Was it all a hoax or magic? Coincidence? Luck? How could you explain the healing of the blind, the deaf, lepers? Feeding thousands, raising the dead? Jesus’ own resurrection. Maybe Jesus had the help of many to just maneuver his life to perfectly match up with everything that had been written hundreds of years before his birth? How could he have arranged his ancestry as predicted, his birthplace, his method of execution (predicted before crucifixion even existed), his miracles? There were witnesses, thousands of people. He drew crowds of people, non-believers who had to see to believe and those who knew if they could just touch the hem of His garment. . . Then it was written down and Jesus sent His best out on the road to spread the word. The New Testament has all the proof you need to believe God sent Jesus, His Son, to fulfill Old Testament prophecies, to establish a new covenant and give you ONE rule to follow to win big.

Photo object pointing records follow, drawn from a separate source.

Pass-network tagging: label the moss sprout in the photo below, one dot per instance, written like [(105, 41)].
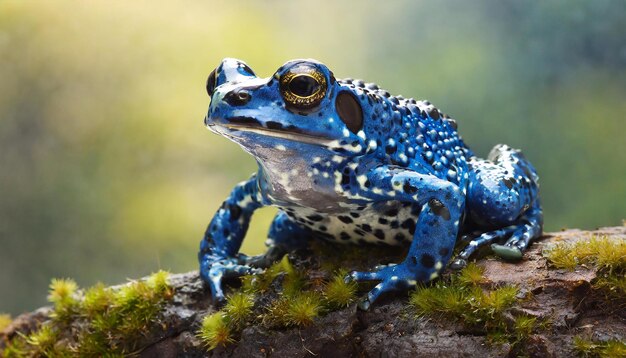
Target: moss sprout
[(524, 326), (5, 321), (99, 322), (214, 331), (460, 298), (338, 293), (472, 274), (43, 340), (239, 307), (610, 348), (608, 255), (63, 294), (303, 309), (601, 251)]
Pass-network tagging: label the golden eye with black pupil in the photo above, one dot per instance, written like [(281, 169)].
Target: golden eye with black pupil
[(211, 82), (303, 87)]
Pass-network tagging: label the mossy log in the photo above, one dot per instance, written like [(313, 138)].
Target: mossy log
[(568, 301)]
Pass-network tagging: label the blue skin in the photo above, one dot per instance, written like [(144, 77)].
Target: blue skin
[(345, 161)]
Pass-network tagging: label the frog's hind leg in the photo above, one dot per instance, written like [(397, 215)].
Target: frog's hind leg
[(503, 198), (480, 241), (530, 228)]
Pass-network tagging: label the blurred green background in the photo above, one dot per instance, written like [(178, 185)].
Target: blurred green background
[(106, 170)]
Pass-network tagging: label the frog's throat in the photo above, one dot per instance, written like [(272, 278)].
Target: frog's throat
[(283, 134)]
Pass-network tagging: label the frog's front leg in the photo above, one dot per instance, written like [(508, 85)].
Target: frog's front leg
[(435, 233), (219, 250)]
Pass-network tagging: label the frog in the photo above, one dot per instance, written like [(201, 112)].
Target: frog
[(345, 161)]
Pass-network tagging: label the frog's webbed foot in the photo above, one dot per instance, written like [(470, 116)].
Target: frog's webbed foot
[(214, 271), (391, 277), (265, 260)]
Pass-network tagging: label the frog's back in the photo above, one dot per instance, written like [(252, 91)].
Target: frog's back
[(411, 133)]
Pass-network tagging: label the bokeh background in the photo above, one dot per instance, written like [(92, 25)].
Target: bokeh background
[(106, 170)]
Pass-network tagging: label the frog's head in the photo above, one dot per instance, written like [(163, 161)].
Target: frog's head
[(300, 108)]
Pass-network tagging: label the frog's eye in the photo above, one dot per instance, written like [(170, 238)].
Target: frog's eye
[(349, 110), (211, 82), (303, 87)]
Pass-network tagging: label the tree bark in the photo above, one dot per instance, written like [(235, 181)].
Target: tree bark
[(390, 328)]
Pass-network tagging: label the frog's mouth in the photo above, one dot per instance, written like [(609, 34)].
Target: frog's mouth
[(286, 134)]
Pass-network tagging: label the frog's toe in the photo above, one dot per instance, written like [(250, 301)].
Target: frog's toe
[(510, 253), (458, 264), (392, 278), (273, 254), (221, 269)]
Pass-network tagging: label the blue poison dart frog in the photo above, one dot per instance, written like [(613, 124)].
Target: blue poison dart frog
[(345, 161)]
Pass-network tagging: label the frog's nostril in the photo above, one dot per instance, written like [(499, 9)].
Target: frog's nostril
[(237, 97)]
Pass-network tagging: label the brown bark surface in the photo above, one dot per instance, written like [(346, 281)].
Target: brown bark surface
[(390, 328)]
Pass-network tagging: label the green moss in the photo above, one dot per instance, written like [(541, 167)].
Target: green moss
[(460, 298), (603, 252), (472, 274), (239, 307), (63, 295), (100, 322), (215, 331), (5, 321), (338, 293), (610, 348), (606, 254), (43, 340)]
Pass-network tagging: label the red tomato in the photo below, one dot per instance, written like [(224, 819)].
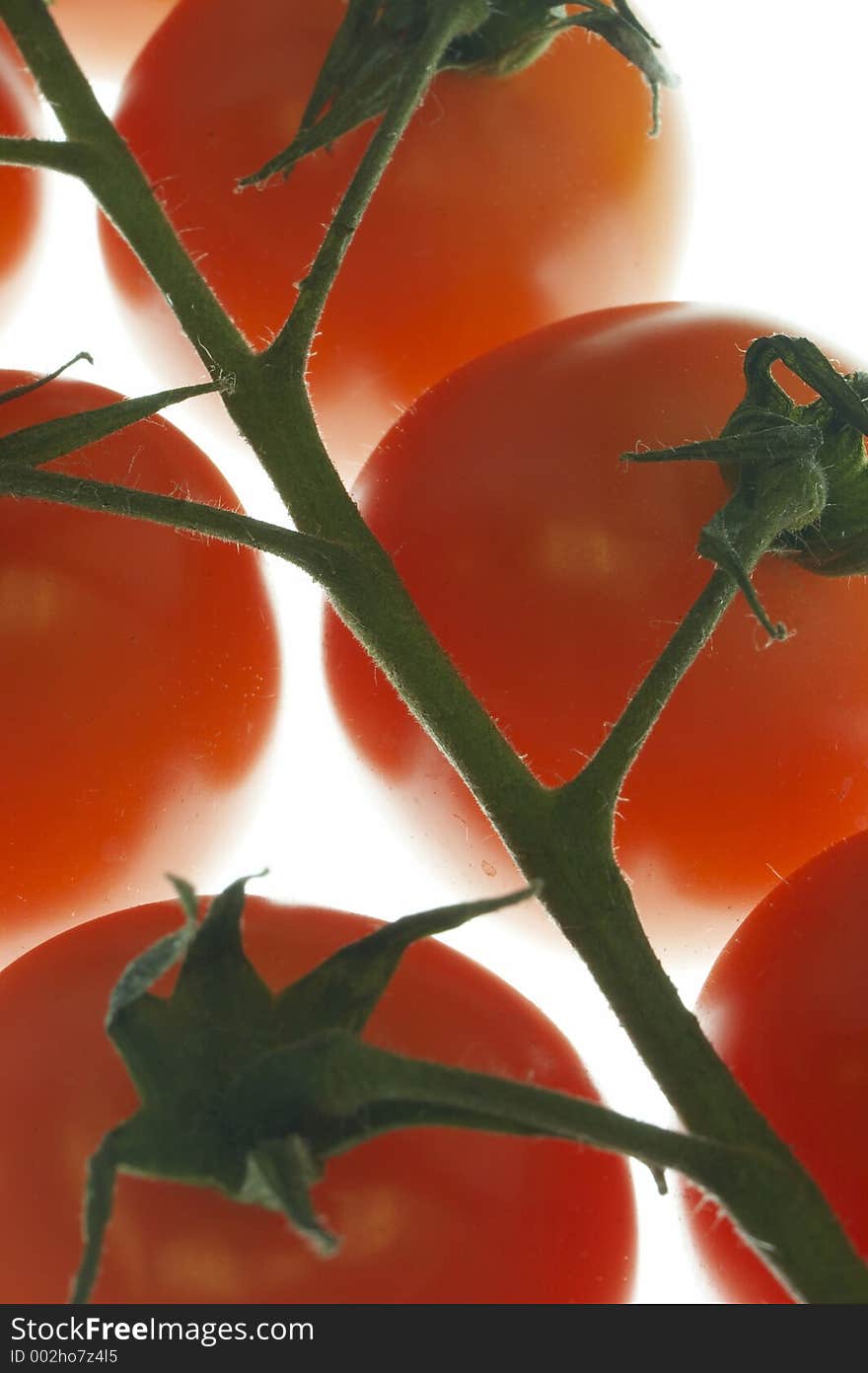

I made a statement the other day and Wyatt didn’t believe me. He had to Google it only to prove me right. I’ll take my gold star now. Sometimes it takes a little work to research an answer and gain knowledge of something you didn’t know before. You can go on living as if you get to make the rules and still win, but I invite you to read Isaiah 7:14 where he revealed the Messiah’s birth (of a virgin), Micah 5:1 referencing the messiah’s birth in Bethlehem, Jeremiah 23:5 calling out His ancestry from David, the Gospels documenting Jesus’ predictions of his own death & resurrection. He gives them the new playbook to win the kingdom of Heaven available to all who believe. Best Christmas Gift Ever.
Beautiful read Laura. Wishing you peace, love, and comfort this holiday season.